Mary Mountain” (Quilt)
Held in Splendor is the most dazzling record from northeast U.S. band Quilt. Merging Anna Fox Rochinski’s dulcet vocals with she and bandmate Shane Butler’s bright, crisp, ringing twin guitars and a hypnotic motorik rhythm section, this track is the album’s psychedelic peak.


“Thielbar” (Sleepy Sun)
Maui Tears is San Francisco band Sleepy Sun’s greatest record, especially this highlight, the album’s trippiest track. Between the 4:39 – 6:09 mark, the song ignites like a rocket launch and blasts off into the stratosphere with fuzzed-out, heavy, spacey stoner rock guitars set for interstellar overdrive.


“Sand Dance” (Temples)
The penultimate track from British band Temples’ debut Sun Structures, this track grooves along like a caravan of acid rock gypsies on camels traveling through distant Saharan dunes or faraway Egyptian ruins. The guitars, keyboards, and percussion transition to a purely instrumental arabesque during the final section of the track, a magnificent and majestic mirage.


“Here So Rain” (Black Submarine)
Gradually fading in with the spinning sounds of distant decayed feedback before a delicate keyboard arpeggio, raindrops falling, ushers in Simon Jones’ deep bass beat. Amelia Tucker’s warning “The storm is going to break” is conveyed in stark, intense sonic blueprints as Davide Rossi’s insistent violin and Nick McCabe’s guitar duel with each other over a marching beat which then drops out to the violin’s solo psalm, a graceful series of notes which uncurl like clouds of smoke, and then it’s full speed ahead back into the chaotic turbulence. This 8-minute epic is Nick McCabe’s most powerful track since A Storm in Heaven.

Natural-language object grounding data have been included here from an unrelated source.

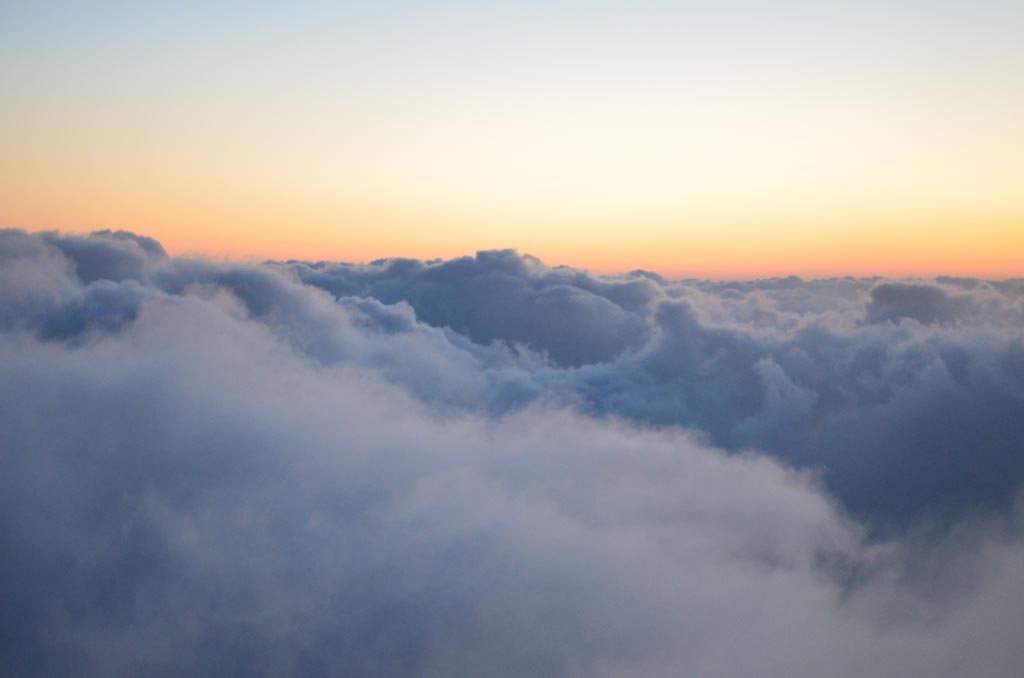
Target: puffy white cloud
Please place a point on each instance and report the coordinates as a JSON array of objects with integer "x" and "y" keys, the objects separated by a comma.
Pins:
[{"x": 283, "y": 469}]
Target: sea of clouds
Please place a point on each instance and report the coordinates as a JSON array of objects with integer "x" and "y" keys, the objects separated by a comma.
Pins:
[{"x": 488, "y": 466}]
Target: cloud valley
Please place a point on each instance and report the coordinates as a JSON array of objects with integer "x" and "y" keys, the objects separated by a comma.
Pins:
[{"x": 489, "y": 466}]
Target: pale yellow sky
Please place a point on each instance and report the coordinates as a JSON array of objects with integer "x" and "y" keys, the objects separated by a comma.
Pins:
[{"x": 692, "y": 142}]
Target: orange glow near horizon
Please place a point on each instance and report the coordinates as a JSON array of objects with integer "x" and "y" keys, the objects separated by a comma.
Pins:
[{"x": 683, "y": 140}]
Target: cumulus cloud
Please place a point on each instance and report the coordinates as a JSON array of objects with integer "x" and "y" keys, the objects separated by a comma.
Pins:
[{"x": 488, "y": 466}]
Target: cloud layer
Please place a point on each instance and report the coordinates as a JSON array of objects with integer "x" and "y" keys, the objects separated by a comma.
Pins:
[{"x": 488, "y": 466}]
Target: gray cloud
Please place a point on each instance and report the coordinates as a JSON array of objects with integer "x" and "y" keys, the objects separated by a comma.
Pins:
[{"x": 488, "y": 466}]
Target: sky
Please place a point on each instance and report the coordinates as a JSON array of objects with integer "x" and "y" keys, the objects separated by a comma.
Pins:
[{"x": 728, "y": 139}]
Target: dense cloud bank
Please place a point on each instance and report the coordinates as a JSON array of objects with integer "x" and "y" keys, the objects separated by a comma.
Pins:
[{"x": 487, "y": 466}]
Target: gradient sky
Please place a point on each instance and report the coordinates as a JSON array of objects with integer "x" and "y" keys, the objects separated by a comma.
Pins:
[{"x": 725, "y": 139}]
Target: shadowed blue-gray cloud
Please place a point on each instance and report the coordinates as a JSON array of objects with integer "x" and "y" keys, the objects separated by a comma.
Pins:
[{"x": 489, "y": 466}]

“Eyes to the Wind” (The War On Drugs)
Adam Granduciel’s breakthrough Lost in the Dream was acclaimed by many critics and music magazines as the best album of 2014. Although this is the sixth track of the record, it is the cinematic climax. Adam Granduciel’s wistful lyrics, guitars, keyboards, piano, saxophone, and aching pedal steel make this song a masterpiece. Soundtrack to leaving your hometown far behind down the open road.

Last Call” (The Ghost of a Saber Tooth Tiger)
The cinematic centerpiece of Sean Lennon’s and his girlfriend Charlotte Kemp Muhl’s Midnight Sun record. Dreamy vocal duet and Beatles-ish 1960s production values meets lyrics combining urban squalor and the Wizard of Oz. The song climaxes with Floydian guitar psychedelics.